Spherical pellets are planned for use in systems that would meter through the fuel so avoiding a full shutdown to refuel. Cylindrical pellets would be used in rods that would produce larger reactors while still requiring a shutdown to refuel.

The advantages of the research and development of coating technology offers more beyond the increase of burnup percentage. The effects yield that the total fuel used is reduced, the amount needed to produce a given output is reduced and most importantly, the operating temperatures can be raised which brings a dramatic increase in the efficiency, or much more electricity is generated for a given amount of fuel. Nevertheless, the main concern for utility owners and customers is the safety increases as the coatings are stable beyond the reactive temperatures of the active fuel so blanking the “meltdown” or being a rich deposit of fuel that could be made into weapons.___NewEnergy

These technologies appears to offer several advantages in both safety and operational efficiency over current designs of fission fuel.

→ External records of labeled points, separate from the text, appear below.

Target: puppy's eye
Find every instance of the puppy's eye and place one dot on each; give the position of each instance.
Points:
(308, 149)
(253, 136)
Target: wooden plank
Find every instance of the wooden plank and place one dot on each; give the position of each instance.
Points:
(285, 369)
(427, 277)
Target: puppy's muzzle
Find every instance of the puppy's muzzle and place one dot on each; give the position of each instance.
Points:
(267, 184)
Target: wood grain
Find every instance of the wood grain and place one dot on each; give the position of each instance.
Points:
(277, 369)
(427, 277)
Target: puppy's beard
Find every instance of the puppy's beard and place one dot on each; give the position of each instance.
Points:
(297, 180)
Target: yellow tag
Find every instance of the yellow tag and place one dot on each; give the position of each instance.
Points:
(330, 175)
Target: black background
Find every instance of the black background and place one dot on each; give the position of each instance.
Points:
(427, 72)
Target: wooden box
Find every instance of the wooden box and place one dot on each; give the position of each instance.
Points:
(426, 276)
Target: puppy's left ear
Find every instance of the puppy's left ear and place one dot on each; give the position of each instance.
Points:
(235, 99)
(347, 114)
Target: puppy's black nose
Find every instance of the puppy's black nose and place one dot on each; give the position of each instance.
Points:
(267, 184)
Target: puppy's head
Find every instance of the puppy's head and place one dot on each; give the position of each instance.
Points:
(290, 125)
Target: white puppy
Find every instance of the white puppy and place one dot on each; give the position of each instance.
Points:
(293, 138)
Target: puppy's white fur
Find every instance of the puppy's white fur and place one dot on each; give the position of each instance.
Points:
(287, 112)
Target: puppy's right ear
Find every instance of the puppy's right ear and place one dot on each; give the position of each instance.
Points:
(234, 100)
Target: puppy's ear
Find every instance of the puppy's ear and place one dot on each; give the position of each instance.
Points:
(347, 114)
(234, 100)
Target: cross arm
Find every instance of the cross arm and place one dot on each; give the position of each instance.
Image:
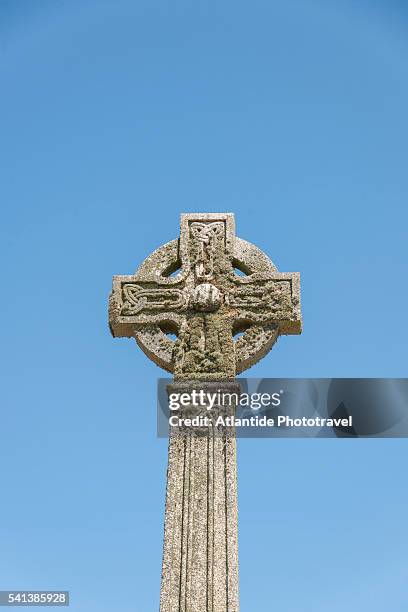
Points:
(268, 299)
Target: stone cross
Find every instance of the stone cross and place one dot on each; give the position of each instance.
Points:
(225, 304)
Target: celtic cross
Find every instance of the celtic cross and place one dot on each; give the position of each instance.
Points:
(205, 289)
(224, 286)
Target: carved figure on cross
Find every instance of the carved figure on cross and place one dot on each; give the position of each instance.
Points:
(206, 288)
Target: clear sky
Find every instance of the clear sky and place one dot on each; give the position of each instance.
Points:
(117, 116)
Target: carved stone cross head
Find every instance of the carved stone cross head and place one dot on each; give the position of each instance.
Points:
(219, 296)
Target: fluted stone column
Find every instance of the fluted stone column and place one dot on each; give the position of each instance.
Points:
(200, 559)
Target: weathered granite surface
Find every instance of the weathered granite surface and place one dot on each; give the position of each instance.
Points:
(207, 302)
(226, 304)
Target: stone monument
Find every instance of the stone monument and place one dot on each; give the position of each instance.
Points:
(225, 303)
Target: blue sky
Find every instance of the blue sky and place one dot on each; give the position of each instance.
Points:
(116, 117)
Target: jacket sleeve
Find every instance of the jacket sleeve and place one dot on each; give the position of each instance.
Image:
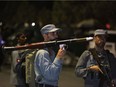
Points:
(48, 69)
(81, 67)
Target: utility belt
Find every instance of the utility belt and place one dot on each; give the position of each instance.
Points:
(46, 85)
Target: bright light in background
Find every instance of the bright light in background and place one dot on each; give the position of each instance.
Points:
(26, 24)
(0, 23)
(33, 24)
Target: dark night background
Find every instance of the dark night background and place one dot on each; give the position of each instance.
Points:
(75, 18)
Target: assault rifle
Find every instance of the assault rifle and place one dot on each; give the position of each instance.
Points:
(49, 43)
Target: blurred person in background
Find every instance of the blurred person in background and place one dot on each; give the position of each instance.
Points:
(17, 74)
(97, 65)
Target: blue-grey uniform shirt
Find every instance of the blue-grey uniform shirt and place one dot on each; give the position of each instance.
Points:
(47, 67)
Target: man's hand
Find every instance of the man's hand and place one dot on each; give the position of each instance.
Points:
(95, 68)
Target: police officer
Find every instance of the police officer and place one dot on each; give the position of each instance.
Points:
(88, 67)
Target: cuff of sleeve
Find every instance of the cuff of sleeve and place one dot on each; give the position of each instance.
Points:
(58, 61)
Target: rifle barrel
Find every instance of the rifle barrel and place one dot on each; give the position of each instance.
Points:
(42, 44)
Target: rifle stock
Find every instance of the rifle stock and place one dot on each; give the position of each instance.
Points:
(50, 43)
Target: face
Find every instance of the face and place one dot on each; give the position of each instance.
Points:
(51, 36)
(100, 40)
(22, 39)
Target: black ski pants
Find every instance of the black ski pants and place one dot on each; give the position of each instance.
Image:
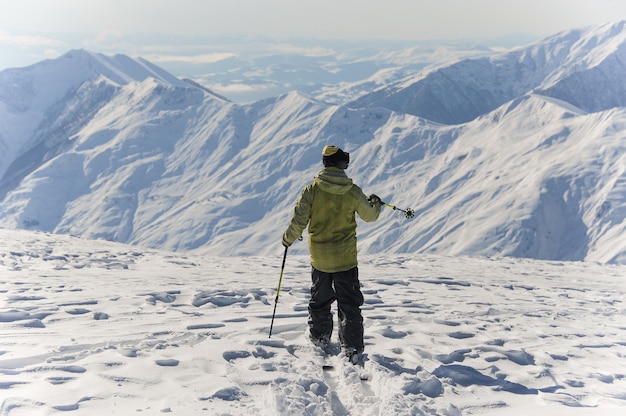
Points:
(345, 288)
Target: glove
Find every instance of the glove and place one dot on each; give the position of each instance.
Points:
(375, 200)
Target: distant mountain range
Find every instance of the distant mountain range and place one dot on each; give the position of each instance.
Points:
(516, 154)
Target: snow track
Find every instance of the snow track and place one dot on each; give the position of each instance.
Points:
(92, 327)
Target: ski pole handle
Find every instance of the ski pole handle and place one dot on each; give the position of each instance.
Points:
(409, 213)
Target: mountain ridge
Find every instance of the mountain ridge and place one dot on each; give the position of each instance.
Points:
(173, 166)
(549, 67)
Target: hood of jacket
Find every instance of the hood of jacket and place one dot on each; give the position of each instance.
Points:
(333, 180)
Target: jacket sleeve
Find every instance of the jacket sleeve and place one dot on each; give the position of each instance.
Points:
(367, 211)
(301, 216)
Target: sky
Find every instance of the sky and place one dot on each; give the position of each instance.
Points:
(33, 30)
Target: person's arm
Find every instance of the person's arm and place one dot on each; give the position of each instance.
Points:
(301, 217)
(367, 210)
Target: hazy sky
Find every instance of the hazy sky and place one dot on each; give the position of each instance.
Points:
(37, 29)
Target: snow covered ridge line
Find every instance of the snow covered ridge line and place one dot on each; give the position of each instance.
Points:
(172, 166)
(163, 332)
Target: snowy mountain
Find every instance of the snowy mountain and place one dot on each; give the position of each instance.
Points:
(125, 152)
(583, 67)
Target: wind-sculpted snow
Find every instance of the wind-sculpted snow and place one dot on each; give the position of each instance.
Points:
(93, 327)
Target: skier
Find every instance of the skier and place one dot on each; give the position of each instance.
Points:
(328, 206)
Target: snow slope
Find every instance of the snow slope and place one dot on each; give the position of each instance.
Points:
(94, 327)
(167, 164)
(584, 67)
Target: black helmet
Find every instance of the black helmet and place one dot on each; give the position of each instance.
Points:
(334, 156)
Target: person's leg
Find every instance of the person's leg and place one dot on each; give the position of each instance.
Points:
(349, 301)
(320, 316)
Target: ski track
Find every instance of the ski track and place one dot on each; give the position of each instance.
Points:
(99, 328)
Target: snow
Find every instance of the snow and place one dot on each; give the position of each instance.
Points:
(96, 327)
(130, 153)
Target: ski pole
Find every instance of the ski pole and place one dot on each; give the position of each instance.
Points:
(409, 213)
(280, 280)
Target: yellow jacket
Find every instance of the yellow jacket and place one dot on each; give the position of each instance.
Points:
(328, 206)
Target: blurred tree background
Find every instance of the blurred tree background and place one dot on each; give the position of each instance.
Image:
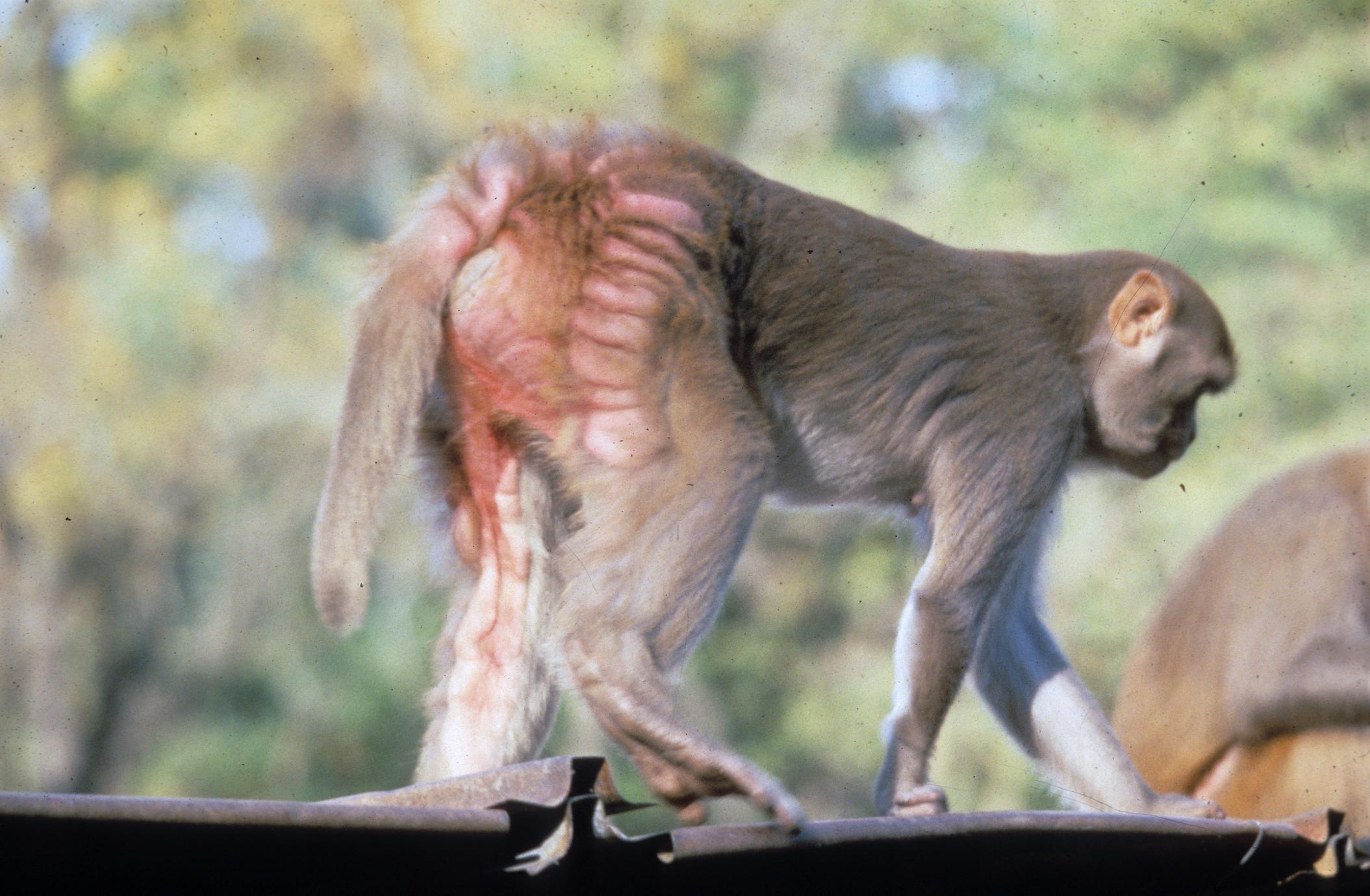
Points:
(186, 197)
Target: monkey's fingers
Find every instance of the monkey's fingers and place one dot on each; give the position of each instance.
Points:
(917, 802)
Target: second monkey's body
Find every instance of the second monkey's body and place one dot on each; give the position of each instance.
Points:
(626, 340)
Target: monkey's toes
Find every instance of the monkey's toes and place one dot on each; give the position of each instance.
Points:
(925, 799)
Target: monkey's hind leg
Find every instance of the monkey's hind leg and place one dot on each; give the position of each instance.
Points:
(644, 575)
(495, 699)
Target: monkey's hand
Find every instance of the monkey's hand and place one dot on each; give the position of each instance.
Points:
(1186, 806)
(924, 799)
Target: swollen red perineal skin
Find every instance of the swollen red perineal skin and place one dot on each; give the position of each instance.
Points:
(591, 362)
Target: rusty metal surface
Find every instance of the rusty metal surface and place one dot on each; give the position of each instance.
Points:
(544, 827)
(1008, 851)
(251, 813)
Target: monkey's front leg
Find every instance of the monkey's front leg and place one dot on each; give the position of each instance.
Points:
(932, 651)
(1031, 688)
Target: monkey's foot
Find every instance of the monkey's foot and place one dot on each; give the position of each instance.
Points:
(924, 799)
(714, 772)
(1186, 806)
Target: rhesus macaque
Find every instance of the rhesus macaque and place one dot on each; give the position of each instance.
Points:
(614, 343)
(1251, 687)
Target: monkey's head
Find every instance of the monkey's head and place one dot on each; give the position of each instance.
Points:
(1158, 349)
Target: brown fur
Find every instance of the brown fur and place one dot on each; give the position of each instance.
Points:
(626, 340)
(1252, 682)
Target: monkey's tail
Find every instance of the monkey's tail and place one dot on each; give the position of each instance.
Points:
(394, 365)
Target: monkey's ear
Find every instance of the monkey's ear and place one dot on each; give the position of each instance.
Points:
(1140, 308)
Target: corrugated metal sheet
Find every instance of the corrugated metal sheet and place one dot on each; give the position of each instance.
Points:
(544, 828)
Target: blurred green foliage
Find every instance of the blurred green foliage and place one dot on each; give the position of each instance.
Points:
(186, 197)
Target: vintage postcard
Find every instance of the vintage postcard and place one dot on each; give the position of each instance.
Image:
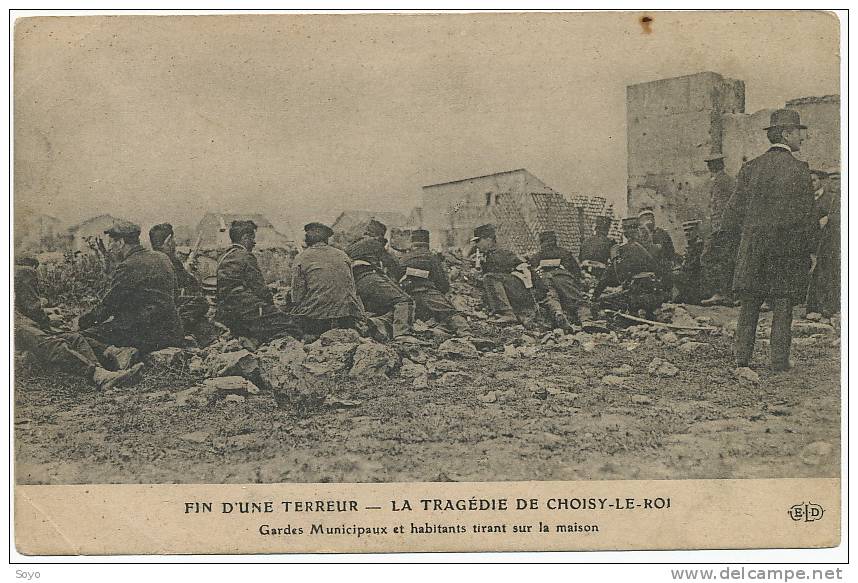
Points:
(426, 282)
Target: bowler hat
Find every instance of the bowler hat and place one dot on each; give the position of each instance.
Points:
(122, 228)
(785, 118)
(630, 223)
(420, 236)
(483, 231)
(323, 229)
(376, 228)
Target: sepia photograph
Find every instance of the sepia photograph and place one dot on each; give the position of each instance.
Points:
(426, 248)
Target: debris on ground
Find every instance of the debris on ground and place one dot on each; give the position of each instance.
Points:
(662, 368)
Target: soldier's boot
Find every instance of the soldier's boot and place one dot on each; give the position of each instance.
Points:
(457, 324)
(105, 379)
(121, 357)
(403, 323)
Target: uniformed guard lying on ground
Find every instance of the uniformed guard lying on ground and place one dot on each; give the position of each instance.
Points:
(244, 303)
(426, 281)
(635, 269)
(140, 300)
(323, 288)
(67, 352)
(559, 276)
(191, 304)
(380, 295)
(507, 280)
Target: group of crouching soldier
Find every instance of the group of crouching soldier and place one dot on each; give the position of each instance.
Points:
(154, 302)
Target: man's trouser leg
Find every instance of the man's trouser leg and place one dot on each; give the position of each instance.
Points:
(56, 351)
(403, 317)
(568, 295)
(746, 328)
(431, 303)
(781, 338)
(271, 325)
(498, 302)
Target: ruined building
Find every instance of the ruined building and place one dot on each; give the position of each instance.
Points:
(675, 124)
(517, 202)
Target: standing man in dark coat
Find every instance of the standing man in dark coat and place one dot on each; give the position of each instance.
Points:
(691, 286)
(559, 276)
(244, 303)
(141, 298)
(596, 250)
(773, 205)
(636, 270)
(661, 247)
(426, 281)
(324, 296)
(719, 253)
(381, 296)
(190, 302)
(67, 352)
(507, 280)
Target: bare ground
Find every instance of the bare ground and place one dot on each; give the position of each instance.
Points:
(700, 424)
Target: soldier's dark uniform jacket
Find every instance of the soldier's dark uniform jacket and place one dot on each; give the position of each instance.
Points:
(380, 294)
(500, 261)
(241, 289)
(68, 352)
(557, 277)
(142, 301)
(27, 302)
(425, 280)
(596, 248)
(505, 292)
(773, 205)
(632, 259)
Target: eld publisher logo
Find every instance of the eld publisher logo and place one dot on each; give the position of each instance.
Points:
(806, 511)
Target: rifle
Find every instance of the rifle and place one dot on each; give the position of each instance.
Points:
(193, 254)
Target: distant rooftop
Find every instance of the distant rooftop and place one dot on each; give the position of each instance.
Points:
(476, 177)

Brian Wang at NextBigFuture explains that nuclear energy is actually much safer than people believe--even in its worst designs.
Those who talk about PV solar power (millions of roofs) need to consider roof worker safety. About 1000 construction fatalities per year in the US alone. 33% from working at heights.

Falls are the leading cause of fatalities in the construction industry. An average of 362 fatal falls occurred each year from 1995 to 1999, with the trend on the increase. 269 deaths (combined falls from ladders and roofs in 2002).___NextBigFuture
As Brian explains at his post, only 50 workers died at Chernobyl, the worst commercial nuclear reactor accident. And of course, no one died at Three Mile Island, the most celebrated nuclear reactor mishap in the western world.

Ambitious planners who wish to see solar panels put on every rooftop, would likely be responsible for the deaths of many thousands of workers from accidental falls. Similar safety problems apply to the use of wind generators--which can be particularly hazardous.